Wednesday, September 3, 2014

50th Anniversary of the Wilderness Act

“In wildness is the preservation of the world.”
― Walking by Henry David Thoreau

Today is the 50th anniversary of the signing of the Wilderness Act! If it weren't for this act we would probably have roads through every beautiful natural place right now. After the depression area Work Projects Administration developed tons of new roads and trails, came the post-WWII area of driving and recreating. It then became apparent that our desire to build and develop into pristine areas need to be harnessed.

President Lyndon B. Johnson after signing the act: "If future generations are to remember us with gratitude rather than contempt, we must leave them a glimpse of the world as it was in the beginning, not just after we got through with it."

There are TONS of folks enjoying Wilderness regularly that aren't even aware what is actually means. An area designated as a Wilderness Area (simplified to not take into account exceptions that often take place because, like a lot of laws, there are loopholes):
-prohibits motor/mechanized use (including but limited to: aircraft, motor boats, cars, motorbikes, bicycles, strollers, wheelbarrows, hang-gliders, chainsaws, power tools)
and
-is without permanent improvements ...so no building or development allowed, no new mining claims, no commercial logging etc.

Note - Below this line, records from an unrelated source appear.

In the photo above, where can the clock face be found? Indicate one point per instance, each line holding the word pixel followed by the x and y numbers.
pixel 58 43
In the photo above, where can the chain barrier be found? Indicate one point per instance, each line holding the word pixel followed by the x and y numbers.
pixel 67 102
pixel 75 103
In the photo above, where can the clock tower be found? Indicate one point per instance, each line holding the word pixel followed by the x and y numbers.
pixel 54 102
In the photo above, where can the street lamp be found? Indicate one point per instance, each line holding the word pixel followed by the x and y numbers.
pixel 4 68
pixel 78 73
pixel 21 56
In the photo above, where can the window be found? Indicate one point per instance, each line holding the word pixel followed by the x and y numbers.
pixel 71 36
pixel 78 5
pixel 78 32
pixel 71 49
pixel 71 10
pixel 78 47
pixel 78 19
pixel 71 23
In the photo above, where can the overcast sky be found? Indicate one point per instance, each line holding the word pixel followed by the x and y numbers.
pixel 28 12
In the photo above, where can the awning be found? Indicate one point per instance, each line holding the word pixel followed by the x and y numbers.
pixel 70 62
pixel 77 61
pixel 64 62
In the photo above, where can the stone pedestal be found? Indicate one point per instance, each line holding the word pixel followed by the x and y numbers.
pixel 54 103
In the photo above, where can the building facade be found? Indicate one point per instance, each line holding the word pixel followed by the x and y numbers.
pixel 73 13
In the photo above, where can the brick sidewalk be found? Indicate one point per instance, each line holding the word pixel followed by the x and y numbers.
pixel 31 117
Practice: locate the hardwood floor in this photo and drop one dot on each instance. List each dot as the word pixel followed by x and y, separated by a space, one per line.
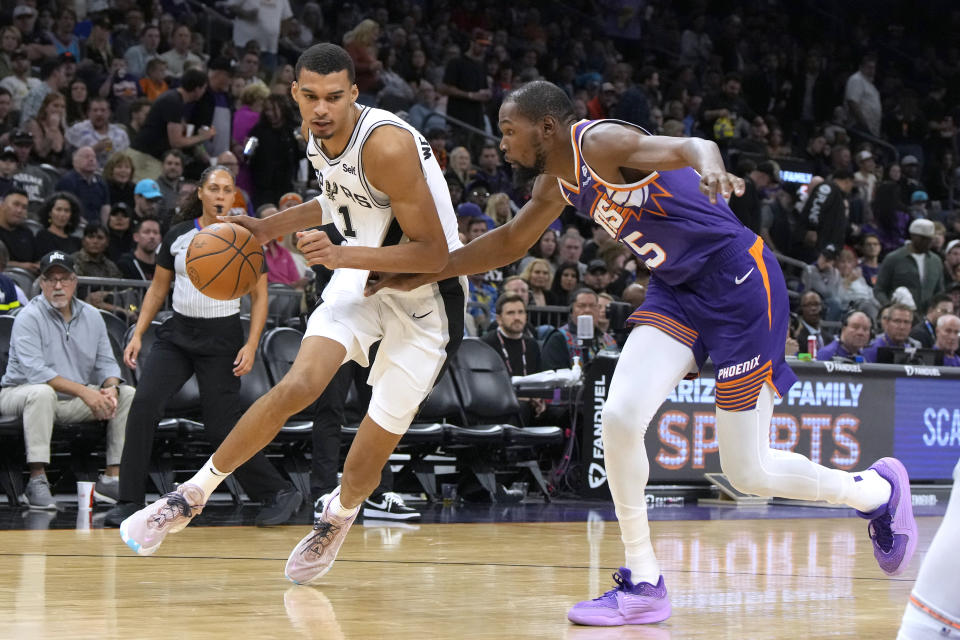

So if you like places without roads and development....you like Wilderness! Wilderness Areas are managed by a variety of different agencies: National Parks, Forest Service, Bureau of Land Management and Fish and Wildlife Service. So for example where I work, all of our district is Forest Service land but only a small portion within that Forest Service land is protected as Wilderness. About 5% of the land in the US is protected as Wilderness in over 700 different Wilderness Areas.

These are places not only where we can go to enjoy undeveloped environments, but places that are essential to protecting the clean air and water we need and perhaps most importantly, places where we can let ecosystems live out their processes. I am very very grateful for it and really excited to have gotten to work in one of the original areas designated under 1964 act.